When discussions get heated, sometimes people dig in their heels, even as they suspect that their own position has become untenable. (Maybe _because_ their position is untenable.)  I’ve made a point on campus of trying to move the culture away from that, to create an environment in which people can admit when they’ve goofed without losing face.  Ultimately, it’s better just to admit the mistake and get closer to truth.  But it’s easier said than done.

Fair is fair.  If I want others to admit when they’re wrong, I should do the same.

I got it wrong on the Starbucks tuition deal.  I started writing before doing the digging that needed to be done.

Over the past few days, enough details have come out that I really can’t embrace it anymore.  And if I had put in enough time upfront, I probably would have noticed at least some of them.  My thanks to Sara Goldrick-Rab, Anya Kamenetz, Tressie McMillan Cottom, Rachel Fishman, and many others who actually did their homework first.  

The benefit that Starbucks is offering requires hourly workers without two years’ worth of college credits to front over ten thousand dollars on their own before getting any help.  For most, that’s unrealistic.  It’s also strange, given that most Starbucks workers live within reasonable distance of a fully accredited community college that specializes in the first two years and charges much less.  For most hourly workers, doing two years’ worth of credits at a community college and then transferring for the bachelor’s makes far more financial sense.  Enough community colleges have enough online courses at this point that the objection from convenience mostly doesn’t hold anymore; students whose schedules require online delivery can find it inexpensively.

For the third and fourth years, the deal gets better, but it’s still oddly restrictive.  It only covers a single institution.

I don’t fault Starbucks for making an online option available; given the shifting hours characteristic of the industry, online classes may be the best option for many students.  And depending on where you live, transportation can be a significant cost in terms of both time and money.  But there’s a difference between making an online option available -- which I support -- and making it the only option available.

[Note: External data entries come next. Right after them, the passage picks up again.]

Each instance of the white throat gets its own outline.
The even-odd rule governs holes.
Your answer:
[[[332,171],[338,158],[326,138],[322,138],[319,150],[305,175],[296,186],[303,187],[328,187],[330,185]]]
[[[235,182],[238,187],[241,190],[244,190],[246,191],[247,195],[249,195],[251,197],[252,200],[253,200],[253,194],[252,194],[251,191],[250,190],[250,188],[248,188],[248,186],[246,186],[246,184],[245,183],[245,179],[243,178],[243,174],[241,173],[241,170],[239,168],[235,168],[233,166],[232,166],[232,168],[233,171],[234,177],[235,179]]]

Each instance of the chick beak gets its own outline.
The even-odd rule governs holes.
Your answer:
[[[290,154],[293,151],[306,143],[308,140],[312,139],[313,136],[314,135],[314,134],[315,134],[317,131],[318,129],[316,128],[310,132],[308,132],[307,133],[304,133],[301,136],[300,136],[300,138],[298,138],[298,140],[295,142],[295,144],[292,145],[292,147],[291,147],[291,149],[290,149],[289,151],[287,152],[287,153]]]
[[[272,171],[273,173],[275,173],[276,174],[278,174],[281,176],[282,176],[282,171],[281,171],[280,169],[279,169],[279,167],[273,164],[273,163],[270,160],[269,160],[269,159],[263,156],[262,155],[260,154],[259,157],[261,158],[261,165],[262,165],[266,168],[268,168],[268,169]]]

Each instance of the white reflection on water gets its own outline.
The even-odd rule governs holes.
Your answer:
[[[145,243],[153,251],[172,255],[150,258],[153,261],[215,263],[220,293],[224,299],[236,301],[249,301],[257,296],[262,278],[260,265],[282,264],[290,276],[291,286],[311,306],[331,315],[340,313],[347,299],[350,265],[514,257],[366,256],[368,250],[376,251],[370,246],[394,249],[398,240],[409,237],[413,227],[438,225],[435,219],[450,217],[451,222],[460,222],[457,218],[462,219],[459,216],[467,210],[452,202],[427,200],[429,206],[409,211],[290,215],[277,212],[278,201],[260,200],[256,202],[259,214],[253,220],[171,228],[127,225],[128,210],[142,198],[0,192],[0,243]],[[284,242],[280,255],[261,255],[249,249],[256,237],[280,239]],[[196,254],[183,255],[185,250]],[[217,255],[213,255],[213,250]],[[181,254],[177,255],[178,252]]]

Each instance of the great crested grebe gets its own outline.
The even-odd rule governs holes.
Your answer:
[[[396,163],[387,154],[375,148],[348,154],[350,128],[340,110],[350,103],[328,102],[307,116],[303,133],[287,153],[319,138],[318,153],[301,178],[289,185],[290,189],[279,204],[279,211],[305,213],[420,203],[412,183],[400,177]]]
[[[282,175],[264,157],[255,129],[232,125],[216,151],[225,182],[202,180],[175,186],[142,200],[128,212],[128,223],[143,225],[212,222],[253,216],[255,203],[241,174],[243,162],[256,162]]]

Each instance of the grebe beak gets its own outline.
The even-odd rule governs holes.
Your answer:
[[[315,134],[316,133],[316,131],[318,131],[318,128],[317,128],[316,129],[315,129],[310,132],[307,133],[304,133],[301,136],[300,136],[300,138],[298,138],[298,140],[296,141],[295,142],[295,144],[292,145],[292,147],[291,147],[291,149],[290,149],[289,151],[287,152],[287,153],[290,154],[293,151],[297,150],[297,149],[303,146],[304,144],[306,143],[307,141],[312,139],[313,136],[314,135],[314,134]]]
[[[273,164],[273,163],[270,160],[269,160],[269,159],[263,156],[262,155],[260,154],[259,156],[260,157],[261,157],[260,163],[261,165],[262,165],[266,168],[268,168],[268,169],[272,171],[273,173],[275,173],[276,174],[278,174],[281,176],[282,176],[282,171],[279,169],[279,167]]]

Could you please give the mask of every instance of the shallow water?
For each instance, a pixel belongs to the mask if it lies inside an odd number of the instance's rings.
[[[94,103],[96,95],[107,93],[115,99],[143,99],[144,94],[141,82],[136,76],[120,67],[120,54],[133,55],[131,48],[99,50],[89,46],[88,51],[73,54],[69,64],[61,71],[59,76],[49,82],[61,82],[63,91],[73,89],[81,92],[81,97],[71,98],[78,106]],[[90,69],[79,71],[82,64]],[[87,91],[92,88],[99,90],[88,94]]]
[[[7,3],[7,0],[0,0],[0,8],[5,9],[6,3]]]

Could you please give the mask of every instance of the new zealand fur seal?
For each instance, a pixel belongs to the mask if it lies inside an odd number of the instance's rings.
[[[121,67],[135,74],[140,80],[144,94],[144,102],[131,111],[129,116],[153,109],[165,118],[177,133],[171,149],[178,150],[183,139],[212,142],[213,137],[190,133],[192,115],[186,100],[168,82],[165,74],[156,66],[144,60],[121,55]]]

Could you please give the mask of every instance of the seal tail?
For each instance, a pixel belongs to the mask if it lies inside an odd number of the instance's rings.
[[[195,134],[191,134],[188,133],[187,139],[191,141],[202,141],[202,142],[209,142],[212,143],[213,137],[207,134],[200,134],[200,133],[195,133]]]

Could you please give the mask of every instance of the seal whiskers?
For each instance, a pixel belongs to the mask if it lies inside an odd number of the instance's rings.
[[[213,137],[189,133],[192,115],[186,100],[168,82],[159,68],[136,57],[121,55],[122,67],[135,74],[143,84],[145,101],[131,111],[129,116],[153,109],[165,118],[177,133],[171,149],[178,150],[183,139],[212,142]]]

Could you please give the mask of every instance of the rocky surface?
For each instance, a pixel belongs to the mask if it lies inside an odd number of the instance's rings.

In the original post, I praised Wegmans for the scholarships it offers students.  I’m sticking by that, precisely because their scholarships don’t restrict students to one place.  They’re portable.  They allow students to pick the programs and places that make the most sense for them.  If a given student wants an online program, that’s fine; if she prefers to go to campus, and can make that work, she can do so.  The Starbucks deal offers one delivery method, from one institution, take it or leave it.  That’s...peculiar.  Surely ASU is not the only university in America that’s up to snuff.

In my perfect world, employer sponsorships wouldn’t be necessary at all.  We’d have generous public funding that would make high-quality public options truly available to everybody.  That’s not as utopian as it sounds; it actually describes CUNY until the early 1970’s.  It can be done.  But politically, we’re so far from there that I’m happy to see employers step up to help.  In this case, I let my enthusiasm get ahead of me.  Grading on a curve for too long can do that.

In the meantime, there’s work to be done.  Back to the trenches.